The Ambisonic Enlightenment page offers a walkthrough of some important issues regarding the framing of Ambisonics. In particular, the question of sweet spot is reviewed here. Basic implications of Ambisonic order are reviewed here.
@shiihs, Ambisonics is both a deep and wide topic! Try (w/ the ATK):
As @jamshark70 points out, just like we can mix stereo sources together, we can mix Ambisonic encoded sources. These could be synthetic, or recorded from a SoundField microphone (for FOA), Eigenmike (for HOA). (Other hardware is available, too!!)
Once we have a mix, just like in stereo, any processing will affect the complete mix.* In principle, just like in stereo, if we want to process** separate Ambisonic streams separately, we need to do so before we mix.
*Actually, we can do beamforming, to select a part of the mix, process, and then re-inject into the soundfield. Some examples can be found here.
Questions about sweet spot and Ambisonics are often misunderstood, and the situation is sometimes substantially overstated (e.g. ‘there is no sweet spot’). In practice, I think performance at higher orders tends to be comparable to other approaches. (You can see this from the plots in the link above.) It’s important to realise that precedence effect is not trumped by ambisonics, and very much applies. (Indeed it can be worse with non ‘in phase’ approach since localisation can be 180 degrees wrong, though thankfully this is not usually a problem with modern decoders.) In general the sweet spot (at least as ambisonics usually defines this) is small, and indeed much smaller than is relevant for concert presentation. (Probably much smaller than you think! Haha!)
In practice, this luckily doesn’t matter so much however, and a variety of factors affect listener experience. For example, while pairwise panning tends to be best in testing for point source localisation from an ideal listening position, ambisonics can have a ‘smoother’ sense of graduated space, since it should never have a source on only one speaker. This smooths out localisation blur and is less likely to get an ‘in the box effect’ when panning to exact speaker directions. (As an aside, VBAP’s spread parameter exists exactly to overcome this issue with pairwise panning, even though it makes point source localisation worse!)
This ‘wronger but nicer’ aspect can be very desirable, and is a principle worth considering in general with spatialisation systems. Qualitative aspects are under discussed or ignored! How approaches ‘go wrong’ outside the ideal listening area is similarly very important, and ambisonics tends to do pretty well with that. (i.e. wrong, but not too wrong with most common ambisonics decoding schemes). How ‘right’ does your music need to be is something else to keep in mind.

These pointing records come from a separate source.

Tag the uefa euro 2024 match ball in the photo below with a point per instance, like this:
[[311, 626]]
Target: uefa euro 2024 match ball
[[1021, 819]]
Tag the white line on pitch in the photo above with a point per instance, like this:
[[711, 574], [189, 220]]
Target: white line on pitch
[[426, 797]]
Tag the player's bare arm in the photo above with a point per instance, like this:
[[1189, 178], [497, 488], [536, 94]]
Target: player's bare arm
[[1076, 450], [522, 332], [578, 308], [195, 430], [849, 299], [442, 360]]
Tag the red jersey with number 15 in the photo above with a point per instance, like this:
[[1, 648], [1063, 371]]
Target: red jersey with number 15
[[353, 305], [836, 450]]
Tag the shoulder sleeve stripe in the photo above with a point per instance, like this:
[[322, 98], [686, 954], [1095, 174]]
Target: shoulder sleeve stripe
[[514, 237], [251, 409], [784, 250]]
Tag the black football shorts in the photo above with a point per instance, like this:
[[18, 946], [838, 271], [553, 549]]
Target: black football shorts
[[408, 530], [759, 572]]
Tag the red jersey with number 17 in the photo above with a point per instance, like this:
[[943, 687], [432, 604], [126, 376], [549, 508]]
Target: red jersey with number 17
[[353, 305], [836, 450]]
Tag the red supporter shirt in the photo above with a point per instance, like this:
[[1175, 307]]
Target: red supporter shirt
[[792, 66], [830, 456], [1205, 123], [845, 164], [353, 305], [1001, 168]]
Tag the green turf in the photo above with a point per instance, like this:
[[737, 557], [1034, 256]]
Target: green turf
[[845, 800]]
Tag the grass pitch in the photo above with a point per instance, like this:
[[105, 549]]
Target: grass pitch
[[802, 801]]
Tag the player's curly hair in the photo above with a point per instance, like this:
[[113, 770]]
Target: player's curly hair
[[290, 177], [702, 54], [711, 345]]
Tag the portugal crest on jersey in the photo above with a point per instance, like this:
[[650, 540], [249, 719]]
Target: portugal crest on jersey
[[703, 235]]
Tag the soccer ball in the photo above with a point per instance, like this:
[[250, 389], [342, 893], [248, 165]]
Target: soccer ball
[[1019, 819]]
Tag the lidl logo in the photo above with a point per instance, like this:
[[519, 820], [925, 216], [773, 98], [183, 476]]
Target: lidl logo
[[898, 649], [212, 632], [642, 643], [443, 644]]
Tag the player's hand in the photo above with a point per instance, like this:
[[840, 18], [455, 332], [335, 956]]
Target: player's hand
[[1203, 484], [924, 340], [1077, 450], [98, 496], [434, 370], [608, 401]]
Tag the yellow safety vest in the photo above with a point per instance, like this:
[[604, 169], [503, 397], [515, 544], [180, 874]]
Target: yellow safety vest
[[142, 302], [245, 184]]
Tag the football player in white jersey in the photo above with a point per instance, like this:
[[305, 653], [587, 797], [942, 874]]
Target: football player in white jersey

A final point is that results vary substantially by decoder type, especially with irregular speaker arrays. (Technically anything that isn’ a Platonic solid for 3D arrays). Parametric decoders, many of which use VBAP like approaches based on analysed sources or critical bands, can give very good point source and transient localisation, but at the expense of some artifacts. YMMV!
The ambisonic enlightenment article (and all the other ATK docs) is among some of the best info you can find on ambisonics out there. Highly recommend everyone try it.